I thought about that day as Jordan’s friends came home to say goodbye to their friend. Here were the guys who’d envisioned their friendships lasting the way my father’s had, well into old age. But a member of the core group was gone and most of them were feeling the pain of a significant loss for the first time. When they came home they gathered at each other’s homes to mourn Jordan together. One mom told me, to see this group of “cool dudes” sitting together openly weeping over the loss of their friend humbled her so.

All of them came to our home before the service to pay their respects. They also did so much more. Billy asked if it would be okay for him to wear a polo shirt to the service. Jordan always wore polo shirts and he wanted to honor him in this way. Quinn and Pat usually so reserved, hugged me with such openness that spoke volumes about their love for Jordan and their need to feel connected to him through us. Matt made a special video of Jordan with family and friends to show at the service. Lucas took a deep breath and through tears played “When the Saints Go Marching In” on his saxophone to end the service. And, as we received guests after the service, the mother of Jordan’s friend Sam told me what her son had done to honor Jordan. Sam attends a military college on the east coast and after hearing the news about Jordan asked that the school play taps to honor his friend. Sam’s mom then presented us with the flag that had flown the morning taps was played, folded military style to honor a fallen comrade. Sam was at the service but too distraught to give it to us himself.

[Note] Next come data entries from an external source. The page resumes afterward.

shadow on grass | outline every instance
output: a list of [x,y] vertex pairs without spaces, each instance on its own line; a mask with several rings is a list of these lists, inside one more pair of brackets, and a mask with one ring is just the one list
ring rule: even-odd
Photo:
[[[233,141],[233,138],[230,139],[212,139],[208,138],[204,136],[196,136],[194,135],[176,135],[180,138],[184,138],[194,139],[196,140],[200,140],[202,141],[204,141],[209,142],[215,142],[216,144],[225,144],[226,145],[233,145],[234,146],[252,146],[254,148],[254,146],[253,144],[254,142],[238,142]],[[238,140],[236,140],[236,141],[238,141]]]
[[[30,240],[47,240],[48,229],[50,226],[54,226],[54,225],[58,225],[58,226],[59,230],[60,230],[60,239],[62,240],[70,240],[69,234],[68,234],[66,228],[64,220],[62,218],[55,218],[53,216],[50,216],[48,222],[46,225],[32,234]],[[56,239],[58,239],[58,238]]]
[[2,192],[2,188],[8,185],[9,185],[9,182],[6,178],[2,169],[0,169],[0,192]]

These are the boys my son has a friends. They visit us whenever they are home. They come by to say hello, check on us, give us updates on their lives and talk about their friend. They also connect with Jordan’s younger brother whom they’ve all adopted as their own little brother. They come to our house because they know it’s a safe place to remember and miss Jordan. These boys, these young men who loved my son are now friends to my family. It is bittersweet every time we see them. I love these boys. I honor and respect their grace and maturity. They visit, and then they are back out into the world, something I’ll never get to see Jordan do. Every time they leave I weep as I watch their backs heading down the walk. Having them in our lives has given us so much. We treasure every visit.